Market News & Headlines >> Biogas Mitigation: Should Ag Care?

It is interesting that in just a day, first a news release was issued by the White House about efforts to convert animal-released greenhouse gases (GHGs) into fuel as a way to reduce their impacts, then a massive meta-analysis study that says climate change is good, not bad, were released.

USDA, the Environmental Protection Agency and the Department of Energy are releasing a “Biogas Roadmap” that outlines voluntary strategies to speed up the adoption of methane digesters, particularly by the dairy industry, which applauded the development. In 2009 the dairy industry voted in a goal of reducing its carbon footprint by 254% by 2020. Biogases (methane) is the dairy industry’s biggest contributor to GHGs.

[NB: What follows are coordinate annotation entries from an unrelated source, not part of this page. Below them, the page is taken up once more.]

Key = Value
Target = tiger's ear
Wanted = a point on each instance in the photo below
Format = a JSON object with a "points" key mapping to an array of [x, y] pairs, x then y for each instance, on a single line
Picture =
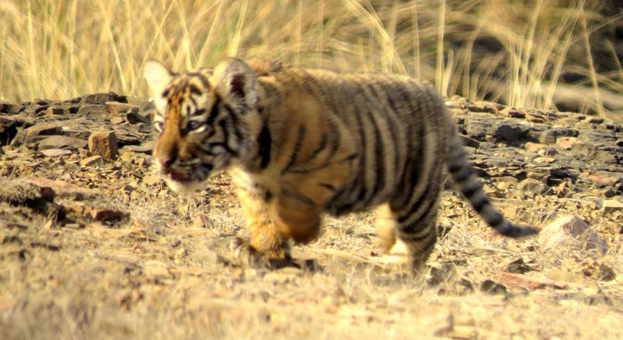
{"points": [[157, 76], [236, 80]]}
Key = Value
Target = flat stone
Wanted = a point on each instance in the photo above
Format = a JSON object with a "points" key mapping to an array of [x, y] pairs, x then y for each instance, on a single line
{"points": [[513, 112], [571, 231], [56, 152], [62, 142], [117, 108], [104, 144], [91, 161], [612, 205], [521, 281], [92, 110], [99, 98], [134, 118], [509, 132], [534, 147], [33, 133], [531, 187]]}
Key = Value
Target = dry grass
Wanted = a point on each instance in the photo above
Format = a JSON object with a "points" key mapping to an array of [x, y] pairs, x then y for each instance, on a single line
{"points": [[61, 49], [165, 273]]}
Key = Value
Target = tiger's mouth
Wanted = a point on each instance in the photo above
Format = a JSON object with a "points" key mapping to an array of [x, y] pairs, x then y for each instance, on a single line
{"points": [[179, 176]]}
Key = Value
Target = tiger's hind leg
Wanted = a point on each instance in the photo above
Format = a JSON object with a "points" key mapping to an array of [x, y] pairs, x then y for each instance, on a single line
{"points": [[412, 224]]}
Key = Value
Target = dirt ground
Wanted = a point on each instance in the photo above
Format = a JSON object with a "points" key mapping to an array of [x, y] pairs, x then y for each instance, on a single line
{"points": [[101, 249]]}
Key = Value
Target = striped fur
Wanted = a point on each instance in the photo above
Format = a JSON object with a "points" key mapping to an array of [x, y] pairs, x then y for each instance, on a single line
{"points": [[301, 143]]}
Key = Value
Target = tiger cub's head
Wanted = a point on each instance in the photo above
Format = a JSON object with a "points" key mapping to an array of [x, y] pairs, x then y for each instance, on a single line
{"points": [[206, 120]]}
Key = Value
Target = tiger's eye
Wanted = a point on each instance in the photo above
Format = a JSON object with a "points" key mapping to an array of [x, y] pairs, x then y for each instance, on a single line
{"points": [[194, 124]]}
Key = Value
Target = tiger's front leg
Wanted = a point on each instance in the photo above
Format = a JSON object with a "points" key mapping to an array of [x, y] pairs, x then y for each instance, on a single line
{"points": [[267, 245], [272, 220]]}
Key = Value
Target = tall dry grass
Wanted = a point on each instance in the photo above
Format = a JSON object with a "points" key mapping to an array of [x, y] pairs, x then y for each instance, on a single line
{"points": [[64, 48]]}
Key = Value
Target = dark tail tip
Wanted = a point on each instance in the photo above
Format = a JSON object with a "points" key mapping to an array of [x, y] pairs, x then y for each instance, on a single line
{"points": [[518, 232]]}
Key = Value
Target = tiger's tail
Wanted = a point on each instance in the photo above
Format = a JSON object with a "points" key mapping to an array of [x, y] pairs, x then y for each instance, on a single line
{"points": [[471, 187]]}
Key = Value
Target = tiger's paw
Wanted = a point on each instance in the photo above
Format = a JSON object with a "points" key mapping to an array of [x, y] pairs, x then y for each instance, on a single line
{"points": [[271, 259]]}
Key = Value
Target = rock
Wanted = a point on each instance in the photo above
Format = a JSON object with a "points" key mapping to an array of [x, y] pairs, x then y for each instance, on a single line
{"points": [[135, 118], [93, 213], [117, 120], [104, 144], [117, 108], [61, 188], [531, 188], [482, 106], [469, 142], [55, 110], [550, 136], [35, 133], [143, 148], [92, 110], [107, 215], [99, 98], [477, 128], [23, 193], [512, 112], [584, 149], [521, 281], [509, 132], [566, 142], [571, 231], [535, 118], [91, 161], [534, 147], [611, 206], [62, 142], [56, 152]]}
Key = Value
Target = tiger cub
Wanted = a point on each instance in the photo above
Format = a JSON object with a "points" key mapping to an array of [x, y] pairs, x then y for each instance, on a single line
{"points": [[300, 143]]}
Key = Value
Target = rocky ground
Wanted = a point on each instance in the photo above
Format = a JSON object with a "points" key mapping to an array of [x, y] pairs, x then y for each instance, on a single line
{"points": [[94, 246]]}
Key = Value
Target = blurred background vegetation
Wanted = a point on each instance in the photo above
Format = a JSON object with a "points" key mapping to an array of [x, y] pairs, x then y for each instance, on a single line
{"points": [[547, 54]]}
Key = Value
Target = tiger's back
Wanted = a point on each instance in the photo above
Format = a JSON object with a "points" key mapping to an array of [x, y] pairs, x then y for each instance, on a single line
{"points": [[302, 143]]}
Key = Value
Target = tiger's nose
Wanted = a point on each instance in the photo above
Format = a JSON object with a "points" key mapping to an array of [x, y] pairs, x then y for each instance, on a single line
{"points": [[168, 161]]}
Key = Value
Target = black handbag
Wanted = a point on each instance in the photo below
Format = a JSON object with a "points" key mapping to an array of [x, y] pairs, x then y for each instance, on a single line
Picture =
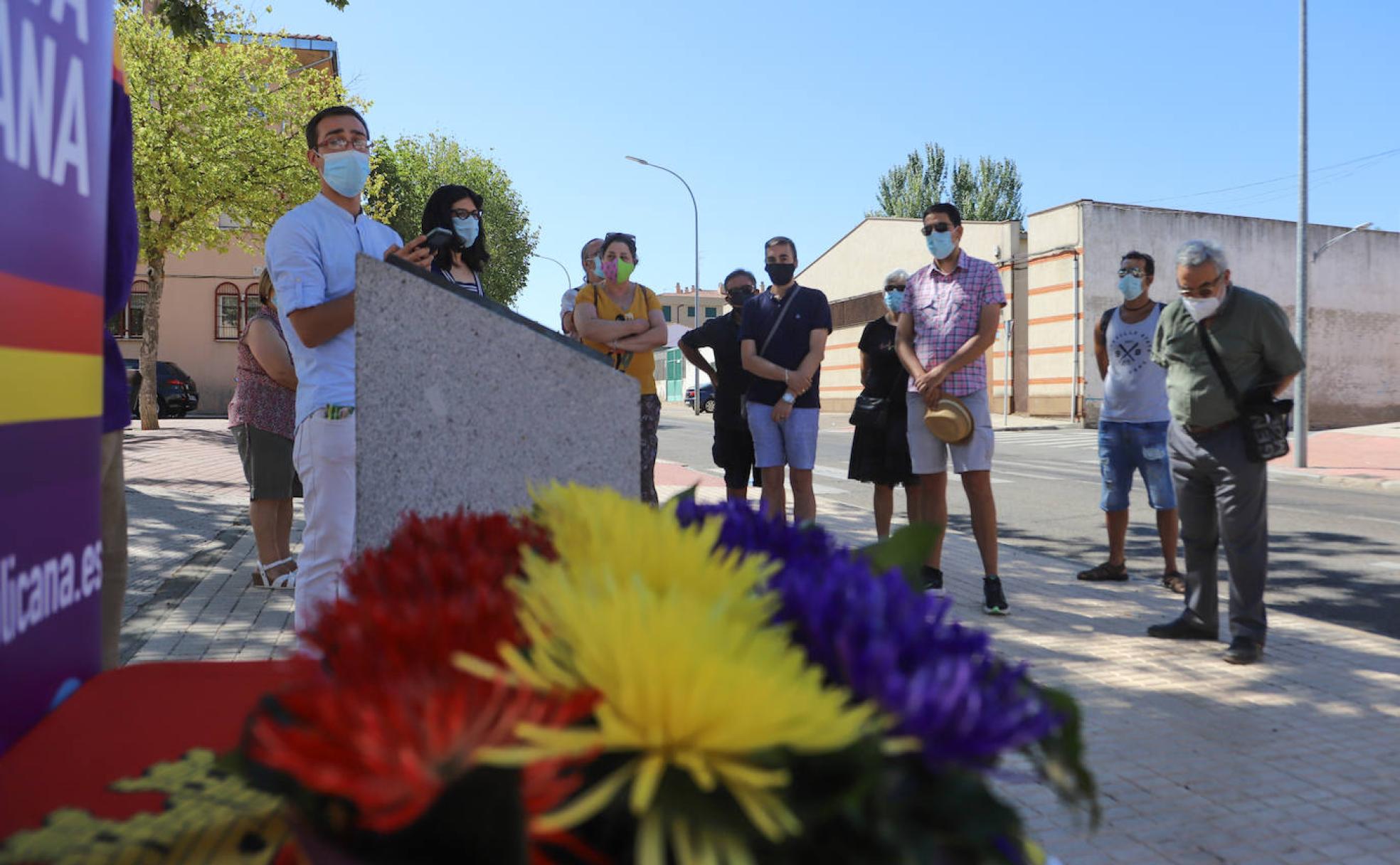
{"points": [[870, 412], [1266, 419]]}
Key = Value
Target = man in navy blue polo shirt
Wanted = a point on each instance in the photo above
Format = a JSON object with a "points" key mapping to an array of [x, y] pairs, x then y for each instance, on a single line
{"points": [[783, 339]]}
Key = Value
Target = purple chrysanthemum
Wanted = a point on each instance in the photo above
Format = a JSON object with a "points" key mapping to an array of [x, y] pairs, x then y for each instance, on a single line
{"points": [[891, 644]]}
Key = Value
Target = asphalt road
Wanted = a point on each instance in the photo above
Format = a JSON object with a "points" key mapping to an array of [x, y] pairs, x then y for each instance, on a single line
{"points": [[1335, 551]]}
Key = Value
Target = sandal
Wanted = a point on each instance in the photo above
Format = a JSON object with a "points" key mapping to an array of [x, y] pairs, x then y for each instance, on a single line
{"points": [[1105, 573], [283, 581]]}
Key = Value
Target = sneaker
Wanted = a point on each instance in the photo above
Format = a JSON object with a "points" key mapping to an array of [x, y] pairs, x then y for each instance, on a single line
{"points": [[1103, 573], [995, 600], [933, 580]]}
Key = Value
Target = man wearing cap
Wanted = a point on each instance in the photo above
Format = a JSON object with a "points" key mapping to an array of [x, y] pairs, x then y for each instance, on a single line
{"points": [[948, 321], [733, 448], [1223, 493], [566, 304]]}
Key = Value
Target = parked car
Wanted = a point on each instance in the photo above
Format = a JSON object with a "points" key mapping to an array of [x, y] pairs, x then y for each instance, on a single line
{"points": [[706, 396], [175, 391]]}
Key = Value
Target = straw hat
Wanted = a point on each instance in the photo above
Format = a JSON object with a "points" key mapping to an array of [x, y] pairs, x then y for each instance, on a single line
{"points": [[950, 420]]}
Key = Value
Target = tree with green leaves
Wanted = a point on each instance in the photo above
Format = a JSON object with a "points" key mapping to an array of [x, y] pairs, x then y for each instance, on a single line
{"points": [[408, 170], [987, 191], [198, 18], [218, 132]]}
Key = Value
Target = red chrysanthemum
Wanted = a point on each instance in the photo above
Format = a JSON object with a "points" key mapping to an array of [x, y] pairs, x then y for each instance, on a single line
{"points": [[438, 588], [391, 749]]}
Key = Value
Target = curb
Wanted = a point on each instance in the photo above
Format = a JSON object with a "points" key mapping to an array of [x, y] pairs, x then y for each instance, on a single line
{"points": [[137, 630], [1354, 482]]}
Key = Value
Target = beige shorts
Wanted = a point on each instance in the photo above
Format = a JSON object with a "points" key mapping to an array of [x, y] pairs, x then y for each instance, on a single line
{"points": [[928, 454]]}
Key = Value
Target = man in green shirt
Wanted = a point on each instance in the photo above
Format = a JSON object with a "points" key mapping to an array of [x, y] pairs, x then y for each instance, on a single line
{"points": [[1221, 492]]}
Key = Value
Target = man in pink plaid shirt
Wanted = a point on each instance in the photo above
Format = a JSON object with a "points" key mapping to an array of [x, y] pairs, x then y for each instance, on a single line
{"points": [[948, 322]]}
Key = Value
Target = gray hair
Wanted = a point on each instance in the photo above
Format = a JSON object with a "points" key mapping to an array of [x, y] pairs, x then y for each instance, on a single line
{"points": [[1193, 254]]}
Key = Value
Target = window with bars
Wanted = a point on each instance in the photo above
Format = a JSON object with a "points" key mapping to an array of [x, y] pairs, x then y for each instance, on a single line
{"points": [[251, 304], [131, 321], [228, 311]]}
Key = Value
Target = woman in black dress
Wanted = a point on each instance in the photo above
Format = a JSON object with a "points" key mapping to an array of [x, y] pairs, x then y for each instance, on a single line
{"points": [[879, 452]]}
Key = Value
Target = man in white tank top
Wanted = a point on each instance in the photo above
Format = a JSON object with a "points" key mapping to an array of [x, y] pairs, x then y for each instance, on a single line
{"points": [[1135, 422]]}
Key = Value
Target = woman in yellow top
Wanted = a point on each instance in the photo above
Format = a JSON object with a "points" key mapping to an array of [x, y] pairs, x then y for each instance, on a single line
{"points": [[622, 319]]}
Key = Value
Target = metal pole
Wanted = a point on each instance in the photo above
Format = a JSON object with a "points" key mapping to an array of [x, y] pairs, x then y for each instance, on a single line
{"points": [[1301, 302], [568, 280], [696, 208], [1006, 374]]}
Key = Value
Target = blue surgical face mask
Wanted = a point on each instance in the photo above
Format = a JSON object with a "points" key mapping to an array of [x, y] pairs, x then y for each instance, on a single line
{"points": [[467, 230], [941, 244], [346, 171]]}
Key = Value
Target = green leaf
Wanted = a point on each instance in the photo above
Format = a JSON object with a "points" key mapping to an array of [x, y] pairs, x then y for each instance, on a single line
{"points": [[906, 549], [688, 494], [1059, 758]]}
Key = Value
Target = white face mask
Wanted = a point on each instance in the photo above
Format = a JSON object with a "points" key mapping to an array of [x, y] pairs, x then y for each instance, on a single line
{"points": [[1203, 307]]}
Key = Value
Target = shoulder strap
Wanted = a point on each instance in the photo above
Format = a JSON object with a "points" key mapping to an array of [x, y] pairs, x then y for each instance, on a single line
{"points": [[1216, 361], [779, 319]]}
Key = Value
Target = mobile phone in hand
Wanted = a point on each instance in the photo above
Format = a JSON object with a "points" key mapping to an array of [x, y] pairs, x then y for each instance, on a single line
{"points": [[438, 238]]}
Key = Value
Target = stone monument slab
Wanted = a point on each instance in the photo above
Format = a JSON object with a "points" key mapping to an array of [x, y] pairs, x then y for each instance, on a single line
{"points": [[461, 402]]}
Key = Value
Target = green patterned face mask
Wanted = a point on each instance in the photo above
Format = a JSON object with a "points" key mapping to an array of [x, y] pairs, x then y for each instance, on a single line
{"points": [[617, 270]]}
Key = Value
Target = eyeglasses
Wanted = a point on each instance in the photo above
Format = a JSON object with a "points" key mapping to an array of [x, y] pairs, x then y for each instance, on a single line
{"points": [[339, 144], [1203, 290]]}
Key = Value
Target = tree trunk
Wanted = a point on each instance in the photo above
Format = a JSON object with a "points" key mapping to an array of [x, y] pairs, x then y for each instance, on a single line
{"points": [[152, 342]]}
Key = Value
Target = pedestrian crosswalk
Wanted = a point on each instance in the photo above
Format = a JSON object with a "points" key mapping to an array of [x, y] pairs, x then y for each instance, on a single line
{"points": [[1068, 438]]}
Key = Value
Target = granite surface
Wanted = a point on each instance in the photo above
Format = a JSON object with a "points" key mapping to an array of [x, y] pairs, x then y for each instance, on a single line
{"points": [[461, 402]]}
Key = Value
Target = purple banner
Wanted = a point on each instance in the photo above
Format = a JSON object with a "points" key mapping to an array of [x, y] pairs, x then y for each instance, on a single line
{"points": [[56, 72]]}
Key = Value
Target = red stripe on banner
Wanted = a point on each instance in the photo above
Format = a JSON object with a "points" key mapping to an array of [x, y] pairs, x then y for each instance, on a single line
{"points": [[48, 318]]}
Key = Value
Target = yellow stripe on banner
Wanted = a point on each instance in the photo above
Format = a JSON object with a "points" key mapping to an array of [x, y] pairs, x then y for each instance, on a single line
{"points": [[48, 386]]}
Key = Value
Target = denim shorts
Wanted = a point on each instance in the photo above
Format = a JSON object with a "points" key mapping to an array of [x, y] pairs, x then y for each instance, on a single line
{"points": [[792, 442], [1126, 448]]}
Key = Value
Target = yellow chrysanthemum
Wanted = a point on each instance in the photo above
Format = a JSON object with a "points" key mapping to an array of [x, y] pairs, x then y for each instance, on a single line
{"points": [[688, 672], [594, 525]]}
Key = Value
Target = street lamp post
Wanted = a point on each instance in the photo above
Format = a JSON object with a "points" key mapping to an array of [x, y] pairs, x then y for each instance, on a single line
{"points": [[568, 280], [696, 208], [1301, 302]]}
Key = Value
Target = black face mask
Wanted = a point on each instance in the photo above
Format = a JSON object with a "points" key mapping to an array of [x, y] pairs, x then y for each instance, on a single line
{"points": [[782, 275]]}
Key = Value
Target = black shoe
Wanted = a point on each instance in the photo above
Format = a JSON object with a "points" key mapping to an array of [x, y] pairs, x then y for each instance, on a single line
{"points": [[995, 601], [1243, 649], [1103, 573], [933, 580], [1183, 627]]}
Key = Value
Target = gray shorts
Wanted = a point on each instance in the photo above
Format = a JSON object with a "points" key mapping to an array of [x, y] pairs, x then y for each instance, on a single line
{"points": [[928, 454], [792, 442], [266, 464]]}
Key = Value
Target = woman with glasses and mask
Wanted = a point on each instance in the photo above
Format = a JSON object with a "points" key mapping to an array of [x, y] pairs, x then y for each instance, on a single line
{"points": [[879, 448], [462, 259], [623, 319]]}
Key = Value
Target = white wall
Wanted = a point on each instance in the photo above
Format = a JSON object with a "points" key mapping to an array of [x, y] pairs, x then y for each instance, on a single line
{"points": [[1354, 294]]}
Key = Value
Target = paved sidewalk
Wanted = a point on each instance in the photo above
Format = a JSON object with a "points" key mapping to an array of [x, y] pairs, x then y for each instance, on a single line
{"points": [[1288, 762], [1364, 457]]}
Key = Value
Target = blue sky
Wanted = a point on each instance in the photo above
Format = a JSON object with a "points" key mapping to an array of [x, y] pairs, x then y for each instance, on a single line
{"points": [[782, 117]]}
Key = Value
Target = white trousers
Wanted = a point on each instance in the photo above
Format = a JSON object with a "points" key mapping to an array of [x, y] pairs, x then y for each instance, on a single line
{"points": [[324, 455]]}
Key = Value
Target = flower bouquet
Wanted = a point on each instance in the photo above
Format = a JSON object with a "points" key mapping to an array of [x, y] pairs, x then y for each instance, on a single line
{"points": [[601, 681]]}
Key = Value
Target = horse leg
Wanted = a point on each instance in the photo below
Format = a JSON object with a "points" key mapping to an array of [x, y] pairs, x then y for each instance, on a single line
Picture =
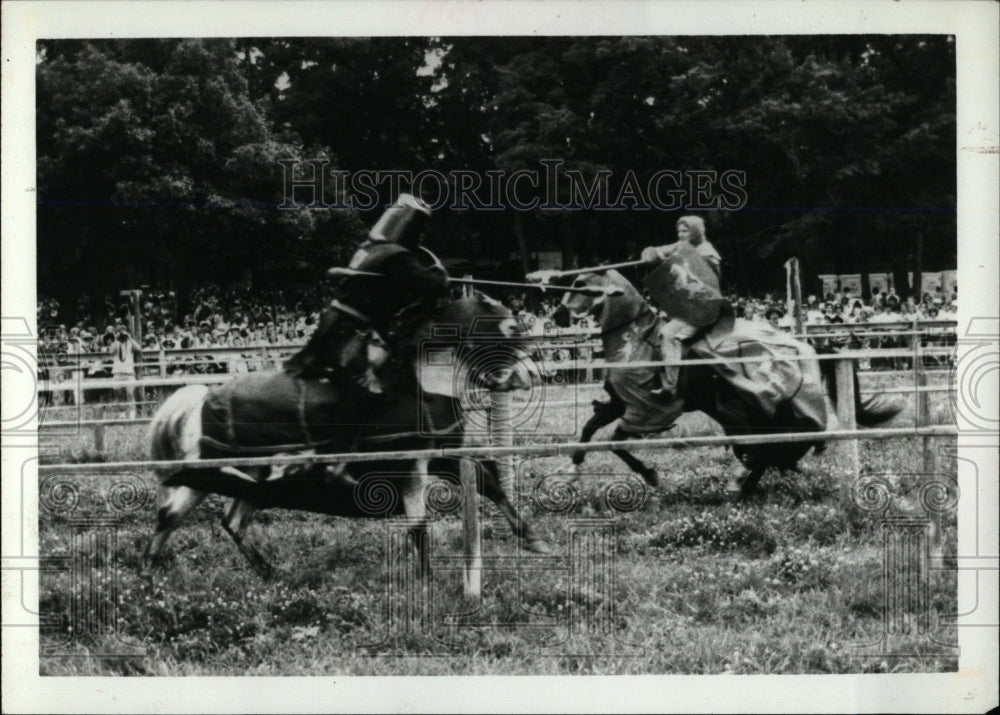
{"points": [[742, 486], [647, 472], [416, 509], [604, 414], [174, 504], [235, 522], [490, 488]]}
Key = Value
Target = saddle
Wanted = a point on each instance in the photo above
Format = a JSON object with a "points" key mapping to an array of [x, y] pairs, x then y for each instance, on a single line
{"points": [[263, 413]]}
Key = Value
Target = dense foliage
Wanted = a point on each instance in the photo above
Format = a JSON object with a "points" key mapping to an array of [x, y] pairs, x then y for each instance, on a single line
{"points": [[158, 160]]}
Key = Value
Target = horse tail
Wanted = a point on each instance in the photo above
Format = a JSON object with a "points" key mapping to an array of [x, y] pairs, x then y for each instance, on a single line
{"points": [[869, 411], [176, 427]]}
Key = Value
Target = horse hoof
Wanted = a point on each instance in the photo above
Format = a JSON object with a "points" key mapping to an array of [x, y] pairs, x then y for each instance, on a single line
{"points": [[537, 546]]}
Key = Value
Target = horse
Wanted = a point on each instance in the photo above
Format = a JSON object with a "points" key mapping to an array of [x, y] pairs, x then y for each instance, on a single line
{"points": [[774, 395], [425, 413]]}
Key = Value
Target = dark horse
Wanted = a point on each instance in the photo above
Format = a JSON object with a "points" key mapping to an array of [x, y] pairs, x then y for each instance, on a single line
{"points": [[425, 414], [774, 395]]}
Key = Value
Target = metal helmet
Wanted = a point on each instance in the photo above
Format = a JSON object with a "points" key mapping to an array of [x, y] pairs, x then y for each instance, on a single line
{"points": [[403, 222]]}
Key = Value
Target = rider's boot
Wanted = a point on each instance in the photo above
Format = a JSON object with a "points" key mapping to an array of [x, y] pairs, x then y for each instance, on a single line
{"points": [[671, 349]]}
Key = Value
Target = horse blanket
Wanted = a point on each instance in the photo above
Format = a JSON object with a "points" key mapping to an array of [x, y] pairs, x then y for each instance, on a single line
{"points": [[265, 412], [786, 386], [783, 388]]}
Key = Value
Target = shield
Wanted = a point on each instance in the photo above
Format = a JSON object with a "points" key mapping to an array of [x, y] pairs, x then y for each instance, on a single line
{"points": [[685, 286]]}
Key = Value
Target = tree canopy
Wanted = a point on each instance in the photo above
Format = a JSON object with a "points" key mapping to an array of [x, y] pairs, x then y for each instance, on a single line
{"points": [[159, 160]]}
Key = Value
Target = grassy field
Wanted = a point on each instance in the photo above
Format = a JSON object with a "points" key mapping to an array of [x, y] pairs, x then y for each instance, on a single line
{"points": [[788, 582]]}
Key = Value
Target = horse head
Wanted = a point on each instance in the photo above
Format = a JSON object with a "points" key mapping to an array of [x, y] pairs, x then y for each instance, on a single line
{"points": [[602, 306], [470, 343]]}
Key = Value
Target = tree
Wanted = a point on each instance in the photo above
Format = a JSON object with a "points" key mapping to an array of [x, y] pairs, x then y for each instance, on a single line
{"points": [[154, 164]]}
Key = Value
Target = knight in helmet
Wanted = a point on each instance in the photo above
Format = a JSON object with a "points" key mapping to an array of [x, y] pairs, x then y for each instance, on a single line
{"points": [[363, 309], [406, 273], [689, 291]]}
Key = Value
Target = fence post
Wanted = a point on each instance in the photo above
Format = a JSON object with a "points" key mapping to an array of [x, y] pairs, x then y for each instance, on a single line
{"points": [[848, 449], [99, 430], [469, 472], [929, 453], [502, 435]]}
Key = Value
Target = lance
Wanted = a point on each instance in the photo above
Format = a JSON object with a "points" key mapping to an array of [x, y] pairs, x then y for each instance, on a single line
{"points": [[595, 291], [546, 276]]}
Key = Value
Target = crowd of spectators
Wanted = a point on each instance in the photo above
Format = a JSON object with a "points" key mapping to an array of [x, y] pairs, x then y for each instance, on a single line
{"points": [[96, 335]]}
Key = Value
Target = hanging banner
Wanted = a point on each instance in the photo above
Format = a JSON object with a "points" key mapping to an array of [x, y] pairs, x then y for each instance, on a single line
{"points": [[549, 260], [949, 280], [829, 284], [851, 282], [929, 283], [879, 281]]}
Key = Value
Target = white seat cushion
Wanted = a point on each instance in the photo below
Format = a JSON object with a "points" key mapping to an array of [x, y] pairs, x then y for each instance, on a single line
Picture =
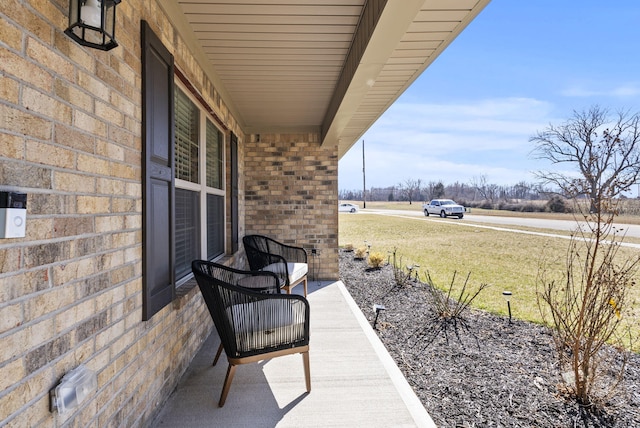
{"points": [[296, 270]]}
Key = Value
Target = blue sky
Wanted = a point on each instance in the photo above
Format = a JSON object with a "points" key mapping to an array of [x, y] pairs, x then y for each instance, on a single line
{"points": [[519, 66]]}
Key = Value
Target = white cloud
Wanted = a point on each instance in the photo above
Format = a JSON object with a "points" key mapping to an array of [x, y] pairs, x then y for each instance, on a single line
{"points": [[622, 91], [449, 142]]}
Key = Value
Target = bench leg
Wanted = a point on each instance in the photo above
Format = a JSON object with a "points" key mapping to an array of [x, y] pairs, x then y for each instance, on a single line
{"points": [[231, 371], [215, 360], [307, 371]]}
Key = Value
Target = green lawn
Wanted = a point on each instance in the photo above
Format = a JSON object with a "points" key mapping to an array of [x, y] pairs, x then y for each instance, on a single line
{"points": [[505, 260]]}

Even as agriculture, which only accounts for 9% of GHGs, looks for ways to reduce its contribution, the Nongovernmental International Panel on Climate Change (NIPCC) is releasing the fifth and sixth pieces of its study, “Climate Change Reconsidered.” They are “Biological Impacts” and “Human Welfare, Energy and Policies.” In a nutshell, these lengthy, detailed and heavily notated volumes contradict those of the Intergovernmental Panel on Climate Change (IPPC), an arm of the UN which holds humans at least partially accountable for deleterious climate change. Each group has its (opposing) bias and agenda.

At the very least, however, this pair of studies raises awareness of ways in which biological systems actually benefit from some of the changes going on: Plants grow better in higher levels of carbon dioxide and agriculture is actually benefitting from resulting higher yields. It also argues that global warming will save lives rather than cost them because more humans die from the cold than the heat. For a link to the new study on Biological Impacts: http://climatechangereconsidered.org/

Believe it or reject it, such studies will influence government policies in the United States and globally. Ultimately, they can influence how you operate your farm.